The Royal Shakespeare is under new management and boasting a strong, even starry, cast, led here by David Tennant, who cut his teeth with the company and is now a major box office draw thanks to his stint playing Dr Who (in the beloved BBC sci-fi series that began back in 1963). Playing the title role as the king-who-blew-it, he has again teamed up with the RSC’s new artistic director, Gregory Doran, five years after their wonderful Hamlet.
 
First, the bad news: Tennant’s wig. His long, wispy locks would be fine were he playing Jesus, or Russell Brand’s twin brother. But it’s an unfailing distraction from his performance. I suppose it makes a pointedly visual contrast with Richard’s nemesis, who wouldn’t be seen dead wearing such an atrocious syrup (syrup of figs – wig – rhyming cockney), as Nigel Lindsay’s very proletarian Bolingbroke might call it. It is, you may remember, Bolingbroke who deposes Richard and takes the crown as Henry IV. The two parts of Shakespeare’s epic account of that reign are to follow in the repertoire next year. 
 
Richard’s trajectory from effete artsy prig to deposed smelly wretch is depicted in the two years prior to his squalid death in captivity in 1400.  The play is really a study of how to pointlessly make enemies and then further screw it up by lacking the toughness to control them.
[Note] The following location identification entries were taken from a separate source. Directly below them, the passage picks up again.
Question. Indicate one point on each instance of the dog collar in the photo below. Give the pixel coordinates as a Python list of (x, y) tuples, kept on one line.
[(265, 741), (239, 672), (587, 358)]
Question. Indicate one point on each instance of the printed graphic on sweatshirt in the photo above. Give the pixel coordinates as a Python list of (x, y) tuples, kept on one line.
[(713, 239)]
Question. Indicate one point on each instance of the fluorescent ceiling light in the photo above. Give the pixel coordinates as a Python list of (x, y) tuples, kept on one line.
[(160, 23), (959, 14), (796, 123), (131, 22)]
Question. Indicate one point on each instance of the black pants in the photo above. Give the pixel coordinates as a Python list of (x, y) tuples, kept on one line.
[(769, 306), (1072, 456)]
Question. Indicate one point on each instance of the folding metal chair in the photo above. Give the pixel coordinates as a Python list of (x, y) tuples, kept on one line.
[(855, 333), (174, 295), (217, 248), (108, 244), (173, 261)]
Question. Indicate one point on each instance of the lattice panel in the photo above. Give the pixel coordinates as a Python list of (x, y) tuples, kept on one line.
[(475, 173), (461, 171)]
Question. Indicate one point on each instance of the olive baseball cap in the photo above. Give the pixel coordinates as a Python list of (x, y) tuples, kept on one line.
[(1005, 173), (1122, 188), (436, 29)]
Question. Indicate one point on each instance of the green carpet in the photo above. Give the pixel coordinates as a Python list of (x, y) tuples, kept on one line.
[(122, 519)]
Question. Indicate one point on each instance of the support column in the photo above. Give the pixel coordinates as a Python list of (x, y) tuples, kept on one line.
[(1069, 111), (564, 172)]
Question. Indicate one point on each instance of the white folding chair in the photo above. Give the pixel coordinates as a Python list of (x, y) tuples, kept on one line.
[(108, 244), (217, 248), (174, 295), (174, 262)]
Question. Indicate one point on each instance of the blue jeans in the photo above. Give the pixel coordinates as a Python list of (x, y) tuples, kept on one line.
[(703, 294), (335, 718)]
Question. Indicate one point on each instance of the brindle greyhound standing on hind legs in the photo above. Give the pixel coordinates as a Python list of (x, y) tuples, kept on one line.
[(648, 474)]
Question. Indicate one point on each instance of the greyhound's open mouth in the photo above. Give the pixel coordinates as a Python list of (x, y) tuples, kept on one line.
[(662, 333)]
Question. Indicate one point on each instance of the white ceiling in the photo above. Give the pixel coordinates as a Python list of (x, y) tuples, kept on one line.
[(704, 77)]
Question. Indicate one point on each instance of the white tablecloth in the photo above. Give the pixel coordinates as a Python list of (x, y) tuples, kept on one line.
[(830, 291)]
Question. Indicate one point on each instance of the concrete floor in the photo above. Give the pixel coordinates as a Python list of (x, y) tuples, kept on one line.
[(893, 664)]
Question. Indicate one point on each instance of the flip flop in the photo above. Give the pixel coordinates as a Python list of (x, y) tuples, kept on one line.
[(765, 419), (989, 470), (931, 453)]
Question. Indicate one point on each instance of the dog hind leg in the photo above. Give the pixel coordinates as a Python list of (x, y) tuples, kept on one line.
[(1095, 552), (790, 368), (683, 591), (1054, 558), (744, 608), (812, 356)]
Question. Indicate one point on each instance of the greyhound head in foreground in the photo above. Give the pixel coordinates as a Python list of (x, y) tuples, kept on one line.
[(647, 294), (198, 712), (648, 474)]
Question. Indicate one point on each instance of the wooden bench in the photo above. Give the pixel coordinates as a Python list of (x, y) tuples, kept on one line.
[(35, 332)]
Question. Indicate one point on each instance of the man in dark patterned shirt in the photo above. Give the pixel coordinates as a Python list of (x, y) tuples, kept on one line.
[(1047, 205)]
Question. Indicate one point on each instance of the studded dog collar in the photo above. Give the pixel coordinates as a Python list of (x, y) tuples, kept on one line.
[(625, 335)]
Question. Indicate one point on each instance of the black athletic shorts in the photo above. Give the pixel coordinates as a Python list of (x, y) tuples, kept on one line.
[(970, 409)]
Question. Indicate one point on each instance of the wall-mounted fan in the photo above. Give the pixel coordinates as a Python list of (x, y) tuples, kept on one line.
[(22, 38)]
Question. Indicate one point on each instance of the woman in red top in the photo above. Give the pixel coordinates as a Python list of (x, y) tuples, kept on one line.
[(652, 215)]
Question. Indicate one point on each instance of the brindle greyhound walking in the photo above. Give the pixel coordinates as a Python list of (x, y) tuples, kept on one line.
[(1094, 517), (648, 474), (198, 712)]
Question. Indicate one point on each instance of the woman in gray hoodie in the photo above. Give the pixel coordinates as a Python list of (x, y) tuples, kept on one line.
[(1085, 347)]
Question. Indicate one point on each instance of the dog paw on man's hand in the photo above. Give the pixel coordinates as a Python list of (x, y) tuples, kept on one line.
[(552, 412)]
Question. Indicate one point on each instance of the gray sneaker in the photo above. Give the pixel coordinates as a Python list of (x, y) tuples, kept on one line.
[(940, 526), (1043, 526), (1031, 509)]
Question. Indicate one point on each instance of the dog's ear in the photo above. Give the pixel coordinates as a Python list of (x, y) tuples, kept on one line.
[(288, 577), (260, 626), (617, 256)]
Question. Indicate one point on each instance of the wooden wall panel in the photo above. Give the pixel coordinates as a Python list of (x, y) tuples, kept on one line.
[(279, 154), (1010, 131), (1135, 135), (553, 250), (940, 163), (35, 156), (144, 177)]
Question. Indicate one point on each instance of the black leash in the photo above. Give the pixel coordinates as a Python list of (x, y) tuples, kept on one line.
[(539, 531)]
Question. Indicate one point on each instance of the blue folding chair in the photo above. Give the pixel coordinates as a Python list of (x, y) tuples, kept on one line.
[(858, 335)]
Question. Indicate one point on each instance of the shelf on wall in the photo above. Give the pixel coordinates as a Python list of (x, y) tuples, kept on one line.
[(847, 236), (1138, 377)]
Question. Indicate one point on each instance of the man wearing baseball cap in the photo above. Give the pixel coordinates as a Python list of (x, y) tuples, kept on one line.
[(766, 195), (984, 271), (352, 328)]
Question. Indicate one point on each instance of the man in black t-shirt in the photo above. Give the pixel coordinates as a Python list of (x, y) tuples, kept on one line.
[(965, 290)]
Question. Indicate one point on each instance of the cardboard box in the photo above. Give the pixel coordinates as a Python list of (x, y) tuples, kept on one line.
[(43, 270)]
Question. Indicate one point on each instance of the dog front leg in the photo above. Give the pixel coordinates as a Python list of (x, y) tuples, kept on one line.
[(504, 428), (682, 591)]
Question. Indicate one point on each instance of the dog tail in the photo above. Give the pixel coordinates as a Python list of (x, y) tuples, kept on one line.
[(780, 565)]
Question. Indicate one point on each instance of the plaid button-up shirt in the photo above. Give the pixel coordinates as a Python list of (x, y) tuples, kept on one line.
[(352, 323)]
Tennant always suppresses his natural Scottish accent in his stage work, and his rather forced English delivery suits his tetchy, sardonic performance as the inadequate monarch. 
 
But the show itself struck me as a highly respectable production rather than a thrilling one, its slight inertia masked by some fine performances from distinguished old RSC time-servers. Notable are Oliver Ford Davies as the exasperated Duke of York; Michael Pennington, superb as John of Gaunt, who drips despair in his great “sceptr’d isle” speech; and venerable Jane Lapotaire as the vengeful white haired Duchess of Gloucester. She gets a curtain call all to herself.
 
The production is given a further lift by its visual elegance. Stephen Brimson Lewis’ projection of receding gothic arches (the plywood has finally gone digital!) has a medieval effect enhanced by a battery of choral singers trilling high above the thrust stage. The Stratford theatre’s interior has had a handsome rebuild recently, and it works well for this show, but I can’t help feeling it’s a matter of regret that the new auditorium doesn’t have the flexibility to be refigured back to a proscenium arch format for chosen productions.
 
Tennant, however, should be well pleased. He has sold out this great lyric tragedy all on his own, and he is particularly good in the last act, locked in an agony of introspection and disdain: “I wasted time and now doth time waste me.” An impressive evening, far from radical, but a sign of good things to come. It continues its run at the Barbican Theatre in London in December.